Blackstone already holds 9.99 per cent of Crown, which it bought from Melco Resorts & Entertainment in April 2020 for $8.15 per share.

The Victorian royal commission follows a scathing report into Crown from an NSW judicial inquiry.

The offer came as Victoria’s royal commission into Crown casino is due to begin.

The inquiry, to be chaired by former Federal Court judge Raymond Finkelstein QC, will hold an opening hearing on Wednesday at 10am.

It is expected to run for an hour and will be live-streamed.

The inquiry will look at whether Crown has broken the law and if it is suitable to hold a gaming licence in Victoria.

It follows a judicial inquiry in NSW, which in February found Crown was unfit to run a casino at its newly built Barangaroo complex in Sydney.

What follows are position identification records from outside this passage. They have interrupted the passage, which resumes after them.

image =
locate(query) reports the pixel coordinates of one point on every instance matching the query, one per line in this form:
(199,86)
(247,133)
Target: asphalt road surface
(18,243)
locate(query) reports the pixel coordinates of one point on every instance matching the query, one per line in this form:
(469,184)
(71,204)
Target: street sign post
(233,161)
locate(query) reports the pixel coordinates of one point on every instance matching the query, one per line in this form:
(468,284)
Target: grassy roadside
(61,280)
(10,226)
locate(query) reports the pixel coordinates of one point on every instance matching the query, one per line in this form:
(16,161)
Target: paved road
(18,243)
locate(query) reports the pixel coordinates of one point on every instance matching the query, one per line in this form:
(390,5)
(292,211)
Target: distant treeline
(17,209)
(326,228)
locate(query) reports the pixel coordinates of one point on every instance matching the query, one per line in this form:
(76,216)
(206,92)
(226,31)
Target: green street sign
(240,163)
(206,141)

Headed by former Supreme Court judge Patricia Bergin, that inquiry found the company facilitated money laundering at its Melbourne and Perth casinos.

Additionally, it found Crown put its staff in China in danger of being detained and dealt with junket operators it knew were involved in organised crime.

The Western Australian government has announced its own inquiry into the allegations.

Lawyers Adrian Finanzio SC, Penny Neskovcin QC, Meg O’Sullivan and Geoffrey Kozminsky have been appointed counsel assisting for the Victorian inquiry, which is expected to cost up to $7 million.

Mr Finkelstein will have until August 1 to report back to the government with recommendations.

Victorian Premier Daniel Andrews has indicated he is prepared to tear up Crown’s casino licence if it is recommended.